In other words, I loop all the n test points. For each test point I search the data (which excludes the test point itself) for k-nearest neighbors by euclidean distance. For each test point this takes approximately k x 11794 iterations. So the whole process takes about n x k x 11794 iterations. If n = 10000 and k = 7, this would be approximately 825,6 million iterations.

Is there a more efficient way to calculate the k-nearest neighbors? Most of the computation is going to waste now, because my algorithm simply:

calculates the euclidean distance to all the other points, picks up the closest and excludes the closest point from further consideration --> calculates the euclidean distance to all the other points and picks up the closest --> etc. --> etc.

Is there a smart way to get rid of this 'waste calculation'?

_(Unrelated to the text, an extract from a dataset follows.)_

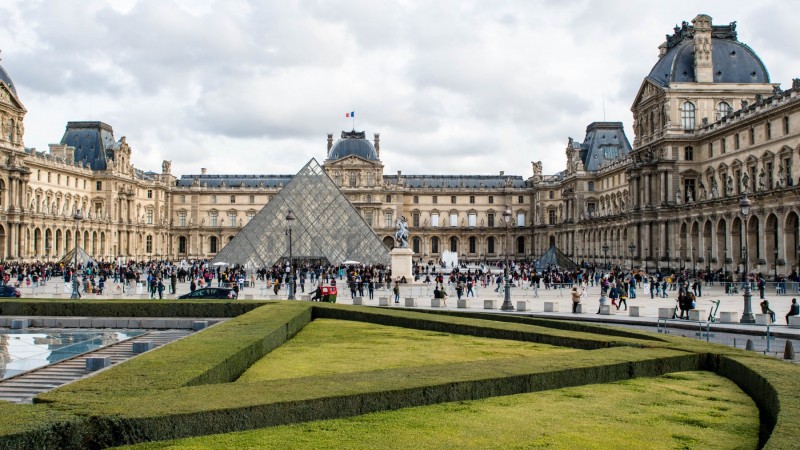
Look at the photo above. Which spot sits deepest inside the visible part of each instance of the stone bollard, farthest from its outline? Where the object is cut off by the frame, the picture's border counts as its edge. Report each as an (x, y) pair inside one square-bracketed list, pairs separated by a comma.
[(142, 346), (97, 363), (788, 352)]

Currently this process takes about 7 hours in my computer (3.2 GHz, 8 GB RAM, 64-bit Win 7)... :(

Here is some of the logic illustrated explicitly (this is not all my code, but this is the part that eats up performance):

for i = 1:size(testpoints, 1) % Loop all the test points 
    neighborcandidates = all_data_excluding_testpoints; % Use the rest of the data excluding the test points in search of the k-nearest neighbors 
    testpoint = testpoints(i, :); % This is the test point for which we find k-nearest neighbors
    kneighbors = []; % Store the k-nearest neighbors here.
    for j = 1:k % Find k-nearest neighbors
        bdist = Inf; % The distance of the closest neighbor
        bind = 0; % The index of the closest neighbor
        for n = 1:size(neighborcandidates, 1) % Loop all the candidates
            if pdist([testpoint; neighborcandidates(n, :)]) < bdist % Check the euclidean distance
                bdist = pdist([testpoint; neighborcandidates(n, :)]); % Update the best distance so far
                bind = n; % Save the best found index so far
            end
        end
        kneighbors = [kneighbors; neighborcandidates(bind, :)]; % Save the found neighbour
        neighborcandidates(bind, :) = []; % Remove the neighbor from further consideration 
    end
end

Answer 1

Maybe this is a faster code in the context of Matlab. You can also try parallel functions, data index, and approximate nearest neighbor algorithms to be theoretically more efficient.

% a slightly faster way to find k nearest neighbors in matlab
% find neighbors for data Y from data X

m=size(X,1);
n=size(Y,1);
IDXs_out=zeros(n,k);

distM=(repmat(X(:,1),1,n)-repmat(Y(:,1)',m,1)).^2;
for d=2:size(Y,2)
    distM=distM+(repmat(X(:,d),1,n)-repmat(Y(:,d)',m,1)).^2;
end
distM=sqrt(distM);
for i=1:k
    [~,idx]=min(distM,[],1);
    id=sub2ind(size(distM),idx',(1:n)');
    distM(id)=inf;
    IDXs_out(:,i)=idx';
end

Answer 2

Wouldn't this work?

adjk = adj;

for i=1:k-1 
adj_k = adj_k*adj; 
end

kneigh = find(adj_k(n,:)>0)

given a node n and an index k?

Answer 3

Using pdist2:

A = rand(20,5);             %// This is your 11795 x 88
B = A([1, 12, 4, 8], :);    %// This is your n-by-88 subset, i.e. n=4 in this case
n = size(B,1);

D = pdist2(A,B);
[~, ind] = sort(D);
kneighbours = ind(2:2+k, :);

Now you can use kneighbours to index a row in A. Note that the columns of kneighbours correspond to the rows of B

But since you're already dipping into the stats toolbox with pdist why not just use Matlab's knnsearch?

kneighbours_matlab = knnsearch(A,B,'K',k+1);

note that kneighbours is the same as kneighbours_matlab(:,2:end)'

Answer 4

I am not sure if it will speed up the code, but it removes the inner two loops

for i = 1:size(testpoints, 1) % //Loop all the test points 
    temp = repmat(testpoints(i,:),size(neighborcandidates, 1),1);
    euclead_dist = (sum((temp - neighborcandidates).^2,2).^(0.5));
    [sort_dist ind] = sort(euclead_dist);
    lowest_k_ind = ind(1:k);
    kneighbors = neighborcandidates(lowest_k_ind, :);
    neighborcandidates(lowest_k_ind, :) = [];
end

Answer 5

I'm not familiar with specific matlab functions but you can remove k from your formula.

There is a well-known selection algorithm that

1. takes array A (of size n) and number k as input.
2. Gives permutation of array A such that k-th biggest/smallest element is at k-th place.
3. Smaller elements are to the left, bigger are to the right.

e.g.

A=2,4,6,8,10,1,3,5,7,9; k=5

output = 2,4,1,3,5,10,6,8,7,9

This is done in O(n) steps and doesn't depend on k.

EDIT1: You can also precompute all distances as it looks like its the place where you spend most of the computation. It will be roughly a 800M matrix so that shouldnt be the issue on modern machines.